Enquanto cidades vizinhas apostam no turismo como cartão de visita, Resende ostenta sem alarde a categoria A no Mapa do Turismo Brasileiro, reconhecimento chancelado pelo governo federal. A classificação confirma a relevância do município, mas Resende parece preferir a discrição: mantém serra, cachoeiras, cachaça artesanal e o charme de Visconde de Mauá como quem sabe que não precisa gritar para atrair atenção.
A mais antiga do Médio Paraíba
Com mais de dois séculos de história, Resende carrega o título de cidade mais antiga da região do Médio Paraíba. Quando vizinhas ainda ensaiavam os primeiros passos, ela já exibia ruas alinhadas e uma igreja matriz. O progresso, como em boa parte do Brasil, foi erguido também com trabalho escravo — uma memória que o tempo transformou em patrimônio, hoje incorporado a roteiros turísticos.
A Igreja Matriz de Nossa Senhora da Conceição, atingida por incêndios em 1868 e 1945, foi reconstruída em ambas as ocasiões e hoje simboliza essa capacidade de resistência. É como se a cidade se recusasse a deixar o passado desaparecer, preferindo restaurá-lo com novas camadas de história.
Do aço ao urânio
Resende também é palco de contrastes econômicos. É reconhecida como polo automobilístico, com indústrias que abastecem o mercado nacional, e ao mesmo tempo abriga a Unidade de Enriquecimento de Urânio, peça estratégica para o programa nuclear brasileiro.
A convivência entre carretas carregadas de caminhões e funcionários de jaleco nuclear se tornou parte do cotidiano. Entre buzinas e protocolos de segurança, a cidade equilibra indústria pesada e alta tecnologia sem perder o ritmo de interior.
Qualidade de vida como atrativo
Apesar da forte presença industrial, Resende aparece frequentemente em listas de cidades com melhor qualidade de vida no estado. Com IDH de 0,768, já foi apontada pela revista Casa Vogue como um dos melhores lugares do interior fluminense para morar. A geografia ajuda: a Serra da Mantiqueira desenha o horizonte e serve de refúgio para quem busca tranquilidade.
O distrito de Visconde de Mauá é o exemplo mais visível dessa vocação turística. Com pousadas charmosas, restaurantes de truta e cachoeiras cercadas por mata nativa, atrai visitantes de diferentes estados. Para Resende, Mauá é a vitrine que reforça sua condição de cidade multifacetada.
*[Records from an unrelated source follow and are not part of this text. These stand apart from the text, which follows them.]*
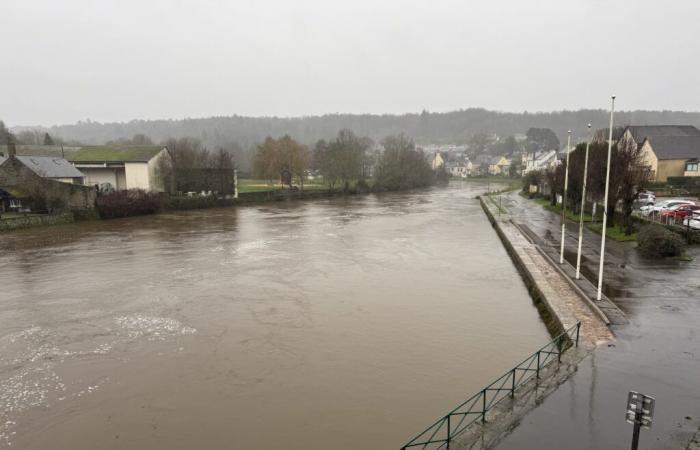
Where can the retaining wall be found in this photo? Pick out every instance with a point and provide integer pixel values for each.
(17, 223)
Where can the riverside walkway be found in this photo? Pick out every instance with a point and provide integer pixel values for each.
(565, 304)
(657, 352)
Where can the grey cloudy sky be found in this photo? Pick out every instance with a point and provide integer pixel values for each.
(69, 60)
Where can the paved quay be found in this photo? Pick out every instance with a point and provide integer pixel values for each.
(657, 352)
(562, 300)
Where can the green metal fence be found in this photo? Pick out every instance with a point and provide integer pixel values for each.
(440, 434)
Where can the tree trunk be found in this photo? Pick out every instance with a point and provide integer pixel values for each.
(611, 215)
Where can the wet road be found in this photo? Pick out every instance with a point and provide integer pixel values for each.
(344, 323)
(658, 353)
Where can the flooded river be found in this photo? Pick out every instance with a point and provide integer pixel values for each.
(344, 323)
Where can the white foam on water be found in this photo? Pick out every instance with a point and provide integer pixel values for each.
(154, 328)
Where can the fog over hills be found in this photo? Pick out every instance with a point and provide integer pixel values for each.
(426, 127)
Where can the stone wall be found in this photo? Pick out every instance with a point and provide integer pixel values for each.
(34, 221)
(56, 196)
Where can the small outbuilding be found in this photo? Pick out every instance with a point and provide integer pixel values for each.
(122, 167)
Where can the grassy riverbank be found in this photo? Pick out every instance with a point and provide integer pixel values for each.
(616, 233)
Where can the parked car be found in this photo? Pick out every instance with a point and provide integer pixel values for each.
(646, 198)
(680, 211)
(663, 205)
(694, 222)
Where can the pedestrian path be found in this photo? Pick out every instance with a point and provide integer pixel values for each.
(562, 300)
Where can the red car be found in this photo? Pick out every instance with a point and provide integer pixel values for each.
(680, 212)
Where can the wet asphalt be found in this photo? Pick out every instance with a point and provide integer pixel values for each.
(658, 353)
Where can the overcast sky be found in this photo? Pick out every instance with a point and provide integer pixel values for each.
(70, 60)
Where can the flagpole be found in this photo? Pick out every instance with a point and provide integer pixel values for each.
(563, 200)
(605, 207)
(583, 207)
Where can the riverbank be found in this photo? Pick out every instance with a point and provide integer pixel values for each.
(376, 313)
(561, 308)
(548, 286)
(657, 352)
(170, 204)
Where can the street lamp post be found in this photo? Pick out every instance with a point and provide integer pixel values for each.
(563, 200)
(605, 205)
(583, 207)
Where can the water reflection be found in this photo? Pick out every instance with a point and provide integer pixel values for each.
(328, 324)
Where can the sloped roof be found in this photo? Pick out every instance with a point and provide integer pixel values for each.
(41, 150)
(102, 153)
(640, 132)
(645, 131)
(675, 147)
(48, 167)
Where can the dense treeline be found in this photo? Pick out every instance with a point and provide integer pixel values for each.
(426, 127)
(345, 160)
(628, 176)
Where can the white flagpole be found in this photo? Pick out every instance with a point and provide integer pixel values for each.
(605, 206)
(583, 207)
(563, 200)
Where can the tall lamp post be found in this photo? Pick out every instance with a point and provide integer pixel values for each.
(583, 207)
(563, 200)
(605, 205)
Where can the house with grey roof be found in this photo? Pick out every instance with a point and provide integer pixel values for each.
(41, 184)
(53, 168)
(669, 150)
(135, 167)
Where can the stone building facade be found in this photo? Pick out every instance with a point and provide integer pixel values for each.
(43, 194)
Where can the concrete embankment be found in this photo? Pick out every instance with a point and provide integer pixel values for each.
(561, 303)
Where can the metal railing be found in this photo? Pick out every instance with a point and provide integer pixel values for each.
(440, 434)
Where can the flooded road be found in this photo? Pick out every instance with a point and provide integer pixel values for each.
(341, 323)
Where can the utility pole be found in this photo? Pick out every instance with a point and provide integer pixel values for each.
(583, 207)
(640, 413)
(605, 205)
(563, 200)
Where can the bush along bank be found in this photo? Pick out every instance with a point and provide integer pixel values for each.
(655, 241)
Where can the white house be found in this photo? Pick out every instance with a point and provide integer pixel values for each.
(122, 167)
(438, 161)
(539, 161)
(463, 168)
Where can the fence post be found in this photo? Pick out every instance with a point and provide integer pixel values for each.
(559, 349)
(448, 431)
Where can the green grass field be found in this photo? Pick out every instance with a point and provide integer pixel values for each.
(14, 215)
(615, 233)
(571, 215)
(255, 185)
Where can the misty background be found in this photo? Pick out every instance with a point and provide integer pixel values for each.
(235, 72)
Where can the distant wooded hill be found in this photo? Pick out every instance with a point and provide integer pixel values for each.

Cultura, imprensa e identidade
Resende também consolidou um papel cultural e jornalístico na região. Em 1831, ganhou seu primeiro jornal, O Gênio Brasileiro, pioneiro no Médio Paraíba. A tradição se manteve com títulos como A Lyra, Folha Regional e Beira-Rio, além da presença da TV Rio Sul, afiliada da Rede Globo. A imprensa local sempre foi parte da identidade resendense, sinal de que a cidade gosta de contar sua própria história.
De olho no futuro
Em 2025, Resende se uniu a Itatiaia para criar um calendário integrado de eventos culturais e turísticos. A iniciativa busca fortalecer o Vale do Paraíba como destino, somando tradição e modernidade em feiras, festivais e encontros gastronômicos.
A estratégia reforça o caráter plural do município: colonial, industrial, turístico e nuclear ao mesmo tempo. Uma cidade que não precisa escolher entre ser interior bucólico ou polo estratégico nacional — porque já é os dois.